Friday, October 14, 2016

Obedience & Provision

Written by Jim Howard

A rugged-looking man of sun-bronzed skin, clothed in a rough leather garment, stands alone by the little mountain brook. He shields his eyes from the lowering sun to see a flock of large black birds swooping toward him. He reaches eagerly to take from the leading raven’s beak a part of the evening’s supper, then dips some clear water from the brook.

Elijah, the prophet of Israel (1 Kings 17:1-7), has been sent by God to a wilderness brook far from the burning vengeance of wicked King Ahab. Coming upon him in this scene, we can look briefly at two principles operating in his life: 1) his obedience and 2) his provision from the Lord.

We first see Elijah in the royal court of Samaria. Elijah has confronted Ahab, perhaps has warned him of his need for repentance, and now has told him of the ensuing drought as punishment form the Lord (v. 1). Immediately upon giving this message to the king, Elijah received a command. Notice Elijah’s obedience: “And the word of the Lord came unto him saying, ‘Get thee hence…’ So he went…” (v. 2, 5).

Elijah must have been attuned to the Lord’s speaking, or the word of the Lord could not have come to him. And when it did come, he obeyed instantly. The key to the Christian’s guidance is having a heart in tune with the Lord, ready, as Samuel the prophet was, to say, “Speak; for thy servant heareth” (1 Sam. 3:10). When the word of the Lord is clear to us, are we prepared to act upon it in obedience?

It is to the brook in the wilderness that God commands Elijah to go. But God has already been there ahead of him. He has commanded the ravens to bring Elijah food both morning and evening and has planned for the fresh water of the brook to sustain him. Notice how God works at both ends of the situation.
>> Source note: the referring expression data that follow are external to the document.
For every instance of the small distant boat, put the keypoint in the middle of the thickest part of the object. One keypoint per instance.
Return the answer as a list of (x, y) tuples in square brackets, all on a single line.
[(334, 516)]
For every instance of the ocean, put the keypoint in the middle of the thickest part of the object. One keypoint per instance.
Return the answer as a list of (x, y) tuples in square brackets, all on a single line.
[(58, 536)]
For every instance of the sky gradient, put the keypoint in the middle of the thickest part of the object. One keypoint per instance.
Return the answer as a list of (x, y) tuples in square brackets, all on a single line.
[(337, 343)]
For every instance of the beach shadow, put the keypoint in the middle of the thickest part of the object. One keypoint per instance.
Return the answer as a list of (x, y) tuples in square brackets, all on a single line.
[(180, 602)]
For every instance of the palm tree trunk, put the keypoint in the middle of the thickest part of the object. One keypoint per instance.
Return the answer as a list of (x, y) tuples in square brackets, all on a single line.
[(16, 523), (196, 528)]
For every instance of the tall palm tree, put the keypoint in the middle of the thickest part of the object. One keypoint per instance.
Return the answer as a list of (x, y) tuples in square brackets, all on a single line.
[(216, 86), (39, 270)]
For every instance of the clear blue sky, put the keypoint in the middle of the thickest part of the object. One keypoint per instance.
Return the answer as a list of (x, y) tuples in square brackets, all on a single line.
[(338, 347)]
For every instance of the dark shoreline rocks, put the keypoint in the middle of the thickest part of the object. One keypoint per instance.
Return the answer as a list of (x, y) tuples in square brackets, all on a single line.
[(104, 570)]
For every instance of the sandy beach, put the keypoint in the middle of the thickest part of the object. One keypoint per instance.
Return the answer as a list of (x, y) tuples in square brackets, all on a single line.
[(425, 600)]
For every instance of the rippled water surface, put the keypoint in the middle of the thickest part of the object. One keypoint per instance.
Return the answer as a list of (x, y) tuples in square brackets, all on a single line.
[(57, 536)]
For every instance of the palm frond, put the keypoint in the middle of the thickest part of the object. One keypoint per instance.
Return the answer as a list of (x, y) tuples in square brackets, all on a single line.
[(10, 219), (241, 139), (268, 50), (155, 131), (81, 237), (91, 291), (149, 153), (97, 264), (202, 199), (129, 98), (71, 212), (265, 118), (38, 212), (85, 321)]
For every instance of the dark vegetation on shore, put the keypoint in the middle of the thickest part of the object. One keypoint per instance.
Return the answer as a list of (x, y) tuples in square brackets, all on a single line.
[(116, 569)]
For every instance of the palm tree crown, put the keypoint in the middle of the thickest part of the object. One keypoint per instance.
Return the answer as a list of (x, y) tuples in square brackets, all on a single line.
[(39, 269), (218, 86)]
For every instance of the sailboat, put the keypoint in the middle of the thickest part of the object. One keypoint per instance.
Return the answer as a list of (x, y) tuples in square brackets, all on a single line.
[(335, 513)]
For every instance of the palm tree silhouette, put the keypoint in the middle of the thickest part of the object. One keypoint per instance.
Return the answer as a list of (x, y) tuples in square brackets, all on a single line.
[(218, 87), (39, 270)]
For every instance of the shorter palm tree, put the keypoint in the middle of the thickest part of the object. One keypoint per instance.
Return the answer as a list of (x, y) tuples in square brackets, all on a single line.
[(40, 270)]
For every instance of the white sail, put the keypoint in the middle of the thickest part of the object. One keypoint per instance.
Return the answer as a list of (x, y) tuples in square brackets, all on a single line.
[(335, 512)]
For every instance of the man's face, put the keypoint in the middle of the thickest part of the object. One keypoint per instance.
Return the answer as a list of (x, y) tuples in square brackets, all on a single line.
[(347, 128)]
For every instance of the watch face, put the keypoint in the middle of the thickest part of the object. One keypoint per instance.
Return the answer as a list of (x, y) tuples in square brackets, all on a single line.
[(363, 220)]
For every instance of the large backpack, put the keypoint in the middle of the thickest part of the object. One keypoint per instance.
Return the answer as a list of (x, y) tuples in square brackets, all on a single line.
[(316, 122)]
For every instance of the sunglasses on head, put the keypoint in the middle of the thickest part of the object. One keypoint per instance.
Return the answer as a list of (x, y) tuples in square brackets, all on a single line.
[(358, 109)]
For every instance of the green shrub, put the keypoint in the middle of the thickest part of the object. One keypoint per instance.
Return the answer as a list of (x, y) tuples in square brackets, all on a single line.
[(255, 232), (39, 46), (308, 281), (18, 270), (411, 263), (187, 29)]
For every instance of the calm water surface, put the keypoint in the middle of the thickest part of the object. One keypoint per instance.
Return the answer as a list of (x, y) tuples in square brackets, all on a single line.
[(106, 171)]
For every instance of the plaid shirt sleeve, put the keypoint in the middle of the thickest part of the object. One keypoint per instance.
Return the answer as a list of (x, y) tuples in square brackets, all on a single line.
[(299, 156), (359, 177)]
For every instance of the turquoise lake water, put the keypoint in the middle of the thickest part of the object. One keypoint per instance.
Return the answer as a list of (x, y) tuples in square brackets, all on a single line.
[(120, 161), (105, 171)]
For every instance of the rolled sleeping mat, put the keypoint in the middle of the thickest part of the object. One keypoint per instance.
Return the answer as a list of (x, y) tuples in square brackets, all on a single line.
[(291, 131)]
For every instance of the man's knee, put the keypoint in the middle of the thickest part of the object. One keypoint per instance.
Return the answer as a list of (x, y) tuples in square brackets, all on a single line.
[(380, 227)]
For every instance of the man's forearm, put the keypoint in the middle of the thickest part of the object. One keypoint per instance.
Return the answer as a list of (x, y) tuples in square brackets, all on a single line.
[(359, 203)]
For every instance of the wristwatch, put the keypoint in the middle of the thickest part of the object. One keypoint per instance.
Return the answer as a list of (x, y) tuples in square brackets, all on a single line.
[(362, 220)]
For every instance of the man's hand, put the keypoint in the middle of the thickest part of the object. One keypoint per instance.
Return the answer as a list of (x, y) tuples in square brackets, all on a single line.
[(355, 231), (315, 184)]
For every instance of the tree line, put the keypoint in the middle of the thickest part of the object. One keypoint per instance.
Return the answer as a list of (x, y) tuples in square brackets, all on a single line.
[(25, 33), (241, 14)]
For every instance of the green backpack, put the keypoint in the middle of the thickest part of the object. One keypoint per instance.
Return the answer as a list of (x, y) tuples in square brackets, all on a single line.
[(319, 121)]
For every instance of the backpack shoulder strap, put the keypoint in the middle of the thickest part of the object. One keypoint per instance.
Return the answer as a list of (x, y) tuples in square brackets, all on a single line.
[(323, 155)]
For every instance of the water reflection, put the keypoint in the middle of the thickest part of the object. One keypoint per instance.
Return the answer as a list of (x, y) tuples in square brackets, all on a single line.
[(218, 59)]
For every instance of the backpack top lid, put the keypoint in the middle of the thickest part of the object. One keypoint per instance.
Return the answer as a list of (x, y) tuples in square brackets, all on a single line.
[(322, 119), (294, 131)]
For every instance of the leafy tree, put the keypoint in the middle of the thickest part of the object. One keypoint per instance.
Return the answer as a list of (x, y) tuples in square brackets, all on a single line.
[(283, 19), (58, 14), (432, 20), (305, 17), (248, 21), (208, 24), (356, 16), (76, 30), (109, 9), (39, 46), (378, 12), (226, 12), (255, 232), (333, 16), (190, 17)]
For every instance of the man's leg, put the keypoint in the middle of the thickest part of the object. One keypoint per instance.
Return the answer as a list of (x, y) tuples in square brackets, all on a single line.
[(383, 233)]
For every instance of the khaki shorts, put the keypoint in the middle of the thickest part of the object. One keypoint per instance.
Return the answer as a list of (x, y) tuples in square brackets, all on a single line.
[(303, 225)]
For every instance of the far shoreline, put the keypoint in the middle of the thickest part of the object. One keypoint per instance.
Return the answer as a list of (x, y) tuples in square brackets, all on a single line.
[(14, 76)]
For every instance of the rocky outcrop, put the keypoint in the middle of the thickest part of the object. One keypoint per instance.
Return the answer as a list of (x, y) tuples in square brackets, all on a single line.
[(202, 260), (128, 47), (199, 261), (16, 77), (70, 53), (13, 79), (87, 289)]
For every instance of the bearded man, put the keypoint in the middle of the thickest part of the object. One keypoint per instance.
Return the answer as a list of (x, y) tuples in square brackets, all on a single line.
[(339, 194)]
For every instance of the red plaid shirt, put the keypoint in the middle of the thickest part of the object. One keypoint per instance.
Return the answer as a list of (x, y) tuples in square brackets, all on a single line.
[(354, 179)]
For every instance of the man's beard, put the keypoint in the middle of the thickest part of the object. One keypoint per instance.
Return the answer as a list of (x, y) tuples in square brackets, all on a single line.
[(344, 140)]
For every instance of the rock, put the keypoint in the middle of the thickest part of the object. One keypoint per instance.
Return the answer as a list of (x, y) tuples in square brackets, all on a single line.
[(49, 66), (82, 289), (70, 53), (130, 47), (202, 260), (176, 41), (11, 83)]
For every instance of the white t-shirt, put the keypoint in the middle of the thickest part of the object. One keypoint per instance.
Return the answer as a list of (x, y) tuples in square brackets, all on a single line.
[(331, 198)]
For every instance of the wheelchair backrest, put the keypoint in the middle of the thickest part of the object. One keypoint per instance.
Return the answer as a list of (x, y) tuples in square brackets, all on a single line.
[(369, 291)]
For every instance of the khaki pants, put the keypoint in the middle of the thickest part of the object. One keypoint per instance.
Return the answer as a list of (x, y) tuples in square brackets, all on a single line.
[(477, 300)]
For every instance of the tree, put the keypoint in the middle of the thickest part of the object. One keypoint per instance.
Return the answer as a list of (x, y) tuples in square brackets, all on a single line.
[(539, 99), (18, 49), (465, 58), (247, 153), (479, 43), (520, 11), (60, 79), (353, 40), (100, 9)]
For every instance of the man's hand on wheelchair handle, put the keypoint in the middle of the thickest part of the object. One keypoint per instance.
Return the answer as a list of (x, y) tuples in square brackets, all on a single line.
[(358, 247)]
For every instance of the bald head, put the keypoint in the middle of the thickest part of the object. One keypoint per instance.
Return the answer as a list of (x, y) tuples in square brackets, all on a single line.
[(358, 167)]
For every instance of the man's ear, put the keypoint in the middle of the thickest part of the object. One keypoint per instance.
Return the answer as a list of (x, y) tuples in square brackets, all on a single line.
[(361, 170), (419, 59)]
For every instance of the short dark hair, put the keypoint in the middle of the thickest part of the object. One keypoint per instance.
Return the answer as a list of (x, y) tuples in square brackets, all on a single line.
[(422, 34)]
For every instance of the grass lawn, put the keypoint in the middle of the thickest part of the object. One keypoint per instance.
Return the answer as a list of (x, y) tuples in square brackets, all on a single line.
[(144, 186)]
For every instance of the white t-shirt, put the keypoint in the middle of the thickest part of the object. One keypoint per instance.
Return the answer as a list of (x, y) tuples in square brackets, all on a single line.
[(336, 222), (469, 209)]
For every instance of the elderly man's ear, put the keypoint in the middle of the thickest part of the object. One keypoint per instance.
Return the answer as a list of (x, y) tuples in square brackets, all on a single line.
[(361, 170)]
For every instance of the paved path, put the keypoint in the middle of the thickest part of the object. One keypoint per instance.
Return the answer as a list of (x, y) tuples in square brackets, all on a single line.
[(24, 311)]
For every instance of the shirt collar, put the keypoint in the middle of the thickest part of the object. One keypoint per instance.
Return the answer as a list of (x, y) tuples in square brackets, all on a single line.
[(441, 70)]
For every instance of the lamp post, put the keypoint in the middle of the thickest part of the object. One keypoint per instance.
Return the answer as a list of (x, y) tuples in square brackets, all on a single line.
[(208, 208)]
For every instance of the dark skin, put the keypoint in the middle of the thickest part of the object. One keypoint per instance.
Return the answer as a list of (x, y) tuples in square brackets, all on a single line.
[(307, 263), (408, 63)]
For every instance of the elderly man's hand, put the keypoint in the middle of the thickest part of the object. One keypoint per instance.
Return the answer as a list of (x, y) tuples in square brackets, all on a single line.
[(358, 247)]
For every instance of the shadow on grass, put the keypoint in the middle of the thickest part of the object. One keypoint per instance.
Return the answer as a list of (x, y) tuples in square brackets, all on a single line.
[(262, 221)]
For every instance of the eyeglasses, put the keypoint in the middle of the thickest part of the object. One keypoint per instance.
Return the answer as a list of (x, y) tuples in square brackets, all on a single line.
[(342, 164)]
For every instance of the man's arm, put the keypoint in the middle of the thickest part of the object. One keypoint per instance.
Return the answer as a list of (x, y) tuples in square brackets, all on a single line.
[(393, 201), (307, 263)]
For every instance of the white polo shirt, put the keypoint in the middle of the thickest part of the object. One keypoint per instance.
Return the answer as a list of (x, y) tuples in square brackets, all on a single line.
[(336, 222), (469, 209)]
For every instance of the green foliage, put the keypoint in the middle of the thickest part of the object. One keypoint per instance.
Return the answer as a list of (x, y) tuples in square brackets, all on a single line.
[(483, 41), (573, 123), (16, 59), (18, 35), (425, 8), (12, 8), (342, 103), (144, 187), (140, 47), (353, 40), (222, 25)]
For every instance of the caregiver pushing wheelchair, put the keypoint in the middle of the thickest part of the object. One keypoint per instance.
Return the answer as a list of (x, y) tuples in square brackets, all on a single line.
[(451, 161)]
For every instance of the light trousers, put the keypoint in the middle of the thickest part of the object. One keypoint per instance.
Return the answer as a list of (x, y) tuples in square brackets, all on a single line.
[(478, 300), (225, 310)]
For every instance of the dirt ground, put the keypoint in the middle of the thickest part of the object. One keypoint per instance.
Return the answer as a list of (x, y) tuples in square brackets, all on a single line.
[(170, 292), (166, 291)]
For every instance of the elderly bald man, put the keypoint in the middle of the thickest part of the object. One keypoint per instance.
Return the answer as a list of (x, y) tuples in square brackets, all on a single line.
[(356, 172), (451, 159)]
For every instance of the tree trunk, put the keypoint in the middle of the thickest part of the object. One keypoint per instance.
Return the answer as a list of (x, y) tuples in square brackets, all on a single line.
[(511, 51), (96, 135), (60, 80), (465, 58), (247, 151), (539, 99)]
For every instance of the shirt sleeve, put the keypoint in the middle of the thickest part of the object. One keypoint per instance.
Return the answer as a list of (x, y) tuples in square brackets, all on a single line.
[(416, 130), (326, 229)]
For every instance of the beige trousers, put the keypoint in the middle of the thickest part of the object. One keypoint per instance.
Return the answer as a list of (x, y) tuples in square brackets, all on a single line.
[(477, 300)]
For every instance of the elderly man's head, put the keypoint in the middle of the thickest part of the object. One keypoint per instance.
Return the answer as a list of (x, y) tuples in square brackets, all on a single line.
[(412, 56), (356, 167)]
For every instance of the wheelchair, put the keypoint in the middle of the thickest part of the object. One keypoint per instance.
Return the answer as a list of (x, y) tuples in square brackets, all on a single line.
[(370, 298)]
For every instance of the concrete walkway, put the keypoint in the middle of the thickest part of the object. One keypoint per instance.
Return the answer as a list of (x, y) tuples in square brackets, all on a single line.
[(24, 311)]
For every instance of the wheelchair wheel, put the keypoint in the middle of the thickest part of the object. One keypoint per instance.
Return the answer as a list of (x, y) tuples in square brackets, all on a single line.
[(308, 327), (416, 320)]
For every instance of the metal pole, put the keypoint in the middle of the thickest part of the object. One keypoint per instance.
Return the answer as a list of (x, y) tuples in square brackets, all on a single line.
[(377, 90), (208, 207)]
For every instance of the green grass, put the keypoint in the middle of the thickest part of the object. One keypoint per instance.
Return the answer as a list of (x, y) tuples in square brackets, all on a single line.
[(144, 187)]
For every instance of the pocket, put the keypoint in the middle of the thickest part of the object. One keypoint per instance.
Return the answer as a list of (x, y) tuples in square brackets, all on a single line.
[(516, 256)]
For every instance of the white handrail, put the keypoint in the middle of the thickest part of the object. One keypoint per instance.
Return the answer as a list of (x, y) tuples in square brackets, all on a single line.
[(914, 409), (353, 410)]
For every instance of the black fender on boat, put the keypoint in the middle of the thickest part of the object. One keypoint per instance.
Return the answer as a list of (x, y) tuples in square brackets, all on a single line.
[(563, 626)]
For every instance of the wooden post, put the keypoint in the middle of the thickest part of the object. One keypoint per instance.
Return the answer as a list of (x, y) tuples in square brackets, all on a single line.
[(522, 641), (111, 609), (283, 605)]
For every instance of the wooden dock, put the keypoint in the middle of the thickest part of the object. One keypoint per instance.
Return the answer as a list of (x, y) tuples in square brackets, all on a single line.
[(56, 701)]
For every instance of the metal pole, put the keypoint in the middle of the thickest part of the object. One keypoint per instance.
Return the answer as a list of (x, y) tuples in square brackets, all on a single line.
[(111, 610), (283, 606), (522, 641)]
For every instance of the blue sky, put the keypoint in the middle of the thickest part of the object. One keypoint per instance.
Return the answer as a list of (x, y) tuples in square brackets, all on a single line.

Elijah’s provision is there waiting for him, as he obeys. So it is for the Christian who seeks first the kingdom of God and His righteousness, and consequently finds that all the necessities are added to him (Matt. 6:33).

When the brook dries up, it could well appear to Elijah that God has left him. But at the eleventh hour, “the word of the Lord came unto him” (v. 8) again, to move him on to a new place of provision. So God often meets the believer at the eleventh hour. He has not promised grace for anticipation, but rather He assures us, “My grace is sufficient” (2 Cor. 12:9, italics mine), right now.

Is our life characterized by the same unquestioning obedience as Elijah’s? Are we trusting in the same kind of faithfulness on God’s part to meet our need in His own time?